Há coisas que me fazem espécie, coisas que até são, aparentemente, insignificantes, mas que se alojam debaixo da epiderme de tal maneira que causam desconforto e incómodo permanente. É como a mancha na parede da canção dos Mão Morta, Tu Disseste, que vai “alastrando e tomando conta do corpo”.
Uma dessas coisas é, precisamente, o desrespeito que há pelos filmes de zombies actualmente. Apesar de ter sido, durante muito tempo, um sub-género menor, o zombie flick sempre teve uma série de regras oficiosas que toda a gente seguia para contar coisas sérias a brincar. Por exemplo, nunca se referia a a palavra zombie num filme de zombies.
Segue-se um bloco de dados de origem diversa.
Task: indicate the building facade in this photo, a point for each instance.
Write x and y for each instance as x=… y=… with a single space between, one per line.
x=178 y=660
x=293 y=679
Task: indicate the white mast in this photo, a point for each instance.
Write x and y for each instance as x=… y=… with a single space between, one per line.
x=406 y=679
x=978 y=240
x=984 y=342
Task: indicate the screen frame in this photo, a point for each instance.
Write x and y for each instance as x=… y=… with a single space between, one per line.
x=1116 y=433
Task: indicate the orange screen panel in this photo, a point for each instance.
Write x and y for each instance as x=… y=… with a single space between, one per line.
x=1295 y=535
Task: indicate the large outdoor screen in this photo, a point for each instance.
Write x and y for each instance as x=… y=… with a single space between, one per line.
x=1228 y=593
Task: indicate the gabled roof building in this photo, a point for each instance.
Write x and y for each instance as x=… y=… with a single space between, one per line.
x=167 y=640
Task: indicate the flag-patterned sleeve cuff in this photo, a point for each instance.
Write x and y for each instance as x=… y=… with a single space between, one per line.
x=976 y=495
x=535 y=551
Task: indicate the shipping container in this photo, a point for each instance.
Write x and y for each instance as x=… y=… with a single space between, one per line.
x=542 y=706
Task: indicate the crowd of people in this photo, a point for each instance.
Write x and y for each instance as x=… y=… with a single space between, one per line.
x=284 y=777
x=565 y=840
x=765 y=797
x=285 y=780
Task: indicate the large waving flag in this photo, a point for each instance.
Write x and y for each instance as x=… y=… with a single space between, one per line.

E estes sempre foram criaturas que não corriam, cambaleando de braços esticados, porque a) são mortos-vivos e b) para manter uma distância de segurança entre eles.
Neste século XXI apareceram então os zombies que correm. Eu até gosto dessa varialção voraz, do WWZ: Guerra Mundial ou do Train to Busan, porque os vejo como um outro tipo de criatura alternativo. Mas os zombies de Os Famintos – pequeno filme que tem criado algum frisson nos festivais fantásticos, incluindo o Fantasporto, e que foi logo adquirido pelo Netflix -, são algo de intermédio. São mortos-vivos mal caracterizados, que correm e gritam. Gritam muito!
Os Famintos é um filme quase atmosférico, ambientado no Canadá rural, que tira proveito dessas longas paisagens e silêncios prolongados, que muitas vezes só são quebrados pelos gritos das criaturas. E quase como se Terrence Mallick tivesse feito um zombie flick. É neste cenário que se desenvolve as narrativas de diferentes personagens que depois se cruzam, tudo sem grandes conversas ou explicações. Aliás, explicações é coisa que, em geral, não existem, porque também nunca é dada qualquer pista para desvendar aquela epidemia.
Os Famintos é assim um filme quase sensorial, que também encontra uma certa similaridade com a sensibilidade de Monstros, o filme de monstros sem monstros de Gareth Edwards. Por isso, não se percebem algumas opções mais duvidosas, tipo a matança do porco no final, que parece pertencer a outro filme. Os Famintos não é propriamente famoso, mas o Cheeseburger premeia o inconformismo e a tentativa de se fazer um zombie flick algo diferente.